Starting with v5.4.198 I started experiencing those stability issues. I
bisected it down to the commit 4460066eb248 ("ipv6: fix locking issues
with loops over idev->addr_list"):
https://git.kernel.org/pub/scm/linux/kernel/git/stable/linux.git/commit/?h=linux-5.4.y&id=4460066eb2480b9e203c73755e12e2efc820a27e

With above commit reverted I was able to use stable 5.4 branch up to the
release v5.4.207. Starting with v5.4.208 it got unstable again. I
bisected it down to:
commit d0d583484d2e ("locking/refcount: Consolidate implementations of
refcount_t")
commit dab787c73f6e ("locking/refcount: Consolidate
REFCOUNT_{MAX,SATURATED} definitions")
commit 0d3182fbe689 ("locking/refcount: Move saturation warnings out of line")
commit 809554147d60 ("locking/refcount: Improve performance of generic
REFCOUNT_FULL code")
commit 9c9269977f03 ("locking/refcount: Move the bulk of the
REFCOUNT_FULL implementation into the <linux/refcount.h> header")
commit 04bff7d7b808 ("locking/refcount: Remove unused
refcount_*_checked() variants")
commit 513b19a43bec ("locking/refcount: Ensure integer operands are
treated as signed")
commit 68b4ee68e8c8 ("locking/refcount: Define constants for
saturation and max refcount values")
https://git.kernel.org/pub/scm/linux/kernel/git/stable/linux.git/commit/?h=linux-5.4.y&id=d0d583484d2ed9f5903edbbfa7e2a68f78b950b0
https://git.kernel.org/pub/scm/linux/kernel/git/stable/linux.git/commit/?h=linux-5.4.y&id=dab787c73f6e38d8e7ed3c1e683385e8f0fe28a2
https://git.kernel.org/pub/scm/linux/kernel/git/stable/linux.git/commit/?h=linux-5.4.y&id=0d3182fbe689e3808c03b6cde6be98237f9e0a4a
https://git.kernel.org/pub/scm/linux/kernel/git/stable/linux.git/commit/?h=linux-5.4.y&id=809554147d609163cfbaf815c443c575b538a7ef
https://git.kernel.org/pub/scm/linux/kernel/git/stable/linux.git/commit/?h=linux-5.4.y&id=9c9269977f03ab9c448c8b71581a951e0eb4fb7b
https://git.kernel.org/pub/scm/linux/kernel/git/stable/linux.git/commit/?h=linux-5.4.y&id=04bff7d7b8081c4bb2e8171be31d33df297eee5b
https://git.kernel.org/pub/scm/linux/kernel/git/stable/linux.git/commit/?h=linux-5.4.y&id=513b19a43becee5f7af6d283bb9d3d241a8a21a8
https://git.kernel.org/pub/scm/linux/kernel/git/stable/linux.git/commit/?h=linux-5.4.y&id=68b4ee68e8c8800cf8d6b61cc74b4031a0742a4c
(I didn't actually check above commits individually).

Reverting above locking/refcount commits worked fine for few releases:
up to the v5.4.219. Starting with v5.4.220 I got hangs again.
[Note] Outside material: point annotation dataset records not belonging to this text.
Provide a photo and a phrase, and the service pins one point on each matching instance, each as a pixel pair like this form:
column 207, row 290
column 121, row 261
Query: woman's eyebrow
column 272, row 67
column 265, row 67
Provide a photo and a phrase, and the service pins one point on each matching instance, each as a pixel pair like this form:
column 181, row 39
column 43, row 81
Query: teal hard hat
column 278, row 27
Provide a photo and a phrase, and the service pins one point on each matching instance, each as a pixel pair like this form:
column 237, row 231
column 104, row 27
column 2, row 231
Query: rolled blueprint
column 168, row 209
I bisected
that down to the commit 131287ff833d ("once: add DO_ONCE_SLOW() for
sleepable contexts").

Reverting that extra commit from v5.4.238 allows me to run Linux for
hours again (currently 3 devices x 6 hours and counting). So I need in
total 10+1 reverts from 5.4 branch to get a stable kernel.

#####

I'm clueless at this point. Is that possible kernel has some locking bug
I can hit only using this specific SoC? BCM53573s have a single ARM
Cortex-A7 CPU running at 900 MHz. The only unusual thing about this hw I
can think of is a slow arch timer running at 36,8 kHz.
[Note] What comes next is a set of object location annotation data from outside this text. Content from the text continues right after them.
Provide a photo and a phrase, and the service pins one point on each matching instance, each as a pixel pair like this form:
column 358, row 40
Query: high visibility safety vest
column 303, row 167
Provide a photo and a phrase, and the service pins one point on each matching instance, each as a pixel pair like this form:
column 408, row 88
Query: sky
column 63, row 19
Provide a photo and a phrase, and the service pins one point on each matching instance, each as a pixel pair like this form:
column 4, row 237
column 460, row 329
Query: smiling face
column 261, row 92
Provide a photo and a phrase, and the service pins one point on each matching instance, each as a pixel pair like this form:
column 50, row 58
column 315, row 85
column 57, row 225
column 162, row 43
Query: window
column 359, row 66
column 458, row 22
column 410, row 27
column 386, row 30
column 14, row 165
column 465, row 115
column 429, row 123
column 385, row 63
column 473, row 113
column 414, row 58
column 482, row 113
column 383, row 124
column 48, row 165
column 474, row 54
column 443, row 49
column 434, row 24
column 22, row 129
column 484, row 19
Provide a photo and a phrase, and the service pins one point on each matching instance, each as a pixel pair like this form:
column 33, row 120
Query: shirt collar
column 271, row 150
From the look of it, it seems like the CPU might have bugs with atomics?

Your log indicates that your Cortex-A7 is r0p5 which is described to be susceptible to ARM_ERRATA_814220, do you have it enabled by any chance, if not, can you enable it and see if makes any difference?

I had it disabled. Unfortunately CONFIG_ARM_ERRATA_814220=y doesn't help.